SPOKANE, Wash. — Gonzaga University has denied the College Republicans’ request to have Ben Shapiro speak on campus, but club members said Friday they do not plan on taking “no” for an answer.

“It’s not over,” Olivia Johnston, the president of College Republicans, said.

Johnston and her fellow club members found out this week they will not be allowed to host Shapiro on campus for an event planned for next semester. Shapiro is a conservative political commentator and the editor-in-chief for 'The Daily Wire'.

In a statement the university said they denied the request because of safety concerns. University leaders cited the fact Shapiro's appearances have drawn protests which include "inappropriate behavior, as well as divisive and hateful speech, which is offensive to many people regardless of their age, politics or beliefs."

Last year, a demonstration at Cal Berkeley during his appearance resulted in four of five people being arrested.

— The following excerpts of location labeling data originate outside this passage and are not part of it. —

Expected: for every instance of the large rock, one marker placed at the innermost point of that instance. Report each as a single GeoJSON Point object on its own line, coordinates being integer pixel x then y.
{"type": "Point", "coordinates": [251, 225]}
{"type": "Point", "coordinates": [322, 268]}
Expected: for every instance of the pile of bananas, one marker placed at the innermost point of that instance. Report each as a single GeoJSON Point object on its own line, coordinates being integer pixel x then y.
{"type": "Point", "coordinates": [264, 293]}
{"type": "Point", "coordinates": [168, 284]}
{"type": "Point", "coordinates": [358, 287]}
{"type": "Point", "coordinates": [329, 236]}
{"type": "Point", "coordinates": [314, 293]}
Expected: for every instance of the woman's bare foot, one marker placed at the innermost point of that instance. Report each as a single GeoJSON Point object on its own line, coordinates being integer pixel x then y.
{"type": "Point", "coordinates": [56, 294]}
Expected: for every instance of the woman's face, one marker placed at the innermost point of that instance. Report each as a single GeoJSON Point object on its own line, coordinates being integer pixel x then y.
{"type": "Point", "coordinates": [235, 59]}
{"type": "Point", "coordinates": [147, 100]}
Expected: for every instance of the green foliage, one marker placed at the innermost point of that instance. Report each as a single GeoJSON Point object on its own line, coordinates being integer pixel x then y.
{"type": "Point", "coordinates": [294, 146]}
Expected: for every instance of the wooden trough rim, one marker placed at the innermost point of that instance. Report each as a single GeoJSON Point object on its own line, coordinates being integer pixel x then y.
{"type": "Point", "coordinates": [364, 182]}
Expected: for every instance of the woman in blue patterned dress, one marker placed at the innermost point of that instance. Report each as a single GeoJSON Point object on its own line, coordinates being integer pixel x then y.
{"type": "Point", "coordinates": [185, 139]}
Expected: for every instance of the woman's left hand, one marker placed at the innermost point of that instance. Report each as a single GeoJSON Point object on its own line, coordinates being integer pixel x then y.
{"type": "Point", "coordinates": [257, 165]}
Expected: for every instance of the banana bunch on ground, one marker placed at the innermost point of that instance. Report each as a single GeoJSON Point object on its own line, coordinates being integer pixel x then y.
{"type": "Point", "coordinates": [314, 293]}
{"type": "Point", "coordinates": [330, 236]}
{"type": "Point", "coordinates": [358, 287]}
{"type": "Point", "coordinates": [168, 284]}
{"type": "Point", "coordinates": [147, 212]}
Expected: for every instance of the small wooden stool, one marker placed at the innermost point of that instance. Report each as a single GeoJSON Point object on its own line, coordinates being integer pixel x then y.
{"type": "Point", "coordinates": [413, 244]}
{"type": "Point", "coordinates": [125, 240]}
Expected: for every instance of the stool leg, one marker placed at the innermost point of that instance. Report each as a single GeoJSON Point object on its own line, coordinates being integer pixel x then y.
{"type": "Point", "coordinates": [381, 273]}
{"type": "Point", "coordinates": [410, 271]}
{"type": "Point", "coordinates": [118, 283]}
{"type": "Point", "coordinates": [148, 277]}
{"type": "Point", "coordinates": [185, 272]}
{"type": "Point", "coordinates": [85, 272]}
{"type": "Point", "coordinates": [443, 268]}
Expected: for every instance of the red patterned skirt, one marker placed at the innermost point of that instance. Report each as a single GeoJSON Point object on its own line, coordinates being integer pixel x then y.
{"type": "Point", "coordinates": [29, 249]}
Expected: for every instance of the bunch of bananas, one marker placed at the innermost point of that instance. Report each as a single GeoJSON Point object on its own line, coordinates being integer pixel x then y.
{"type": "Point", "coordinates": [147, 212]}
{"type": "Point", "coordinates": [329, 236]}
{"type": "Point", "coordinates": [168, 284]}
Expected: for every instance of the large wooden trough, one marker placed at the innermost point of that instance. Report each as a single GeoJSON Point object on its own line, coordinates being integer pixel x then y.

Shapiro told KTTH, a conservative talk radio show, he has lectured at about 45 universities in the last few years and drew protest at only five appearances.

The reasoning for Shapiro’s denial does not sit well with the College Republicans.

"We thought Ben Shapiro represented many values of the university and for the university to deny him on the values that he has was disappointing,” Cody Meyer, the vice president of the College Republicans, said.

"I think it is hypocritical. Hypocrisy at its finest right here at Gonzaga right now. I think that is what is so utterly disappointing about this entire situation," Johnston said.

Johnston said the school has allowed left-leaning speakers and events on campus and there has not been enough conservative voices on campus.

"We also have multiple liberal speakers that come. I think that it is only fair that if you're going to bring one side of the political spectrum it's only fair to invite another side as well and so I think we are not having a lot of the right side right now," Johnston said.

The College Republicans mentioned Angela Davis’ visit in October 2017. Davis, an activist and former member of the Black Panther Party, was allowed to speak on campus for a justice conference.

According to the Gonzaga Bulletin, the College Republicans distributed flyers that read "Angela Davis Fact Sheet". The flyer had a copy of the poster she was on when she was on the ‘FBI’s Most Wanted’ list.

Two years ago the university allowed Dinesh D’Souza, a conservative filmmaker and commentator, to speak but it did not happen without some conflict. The university faced backlash for making the event private. It was originally limited to students and faculty only. They eventually agreed to open the event to the public after D'Souza filed an appeal.

Gonzaga had a longstanding ban on the Vagina Monologues. In 2010, students protested outside the law school to push the board of trustees to allow the controversial play to be shown on campus.

The production had been banned since 2002. According to the Gonzaga Bulletin it was performed for the first time on campus in April of 2011.

Johnston and Meyer said they want to meet university leaders.

"Our main goal with the College republicans is to spread diverse thought and have people decide for themselves instead of administration and faculty telling you what to think. I hate this idea of group thought. I want people to think for themselves," Johnston said.

The College Republicans also plan on circulating a petition on campus.

"We would love for Shapiro to come to campus and we think there is an overwhelmingly majority of students who agree with us on that,” Meyer said.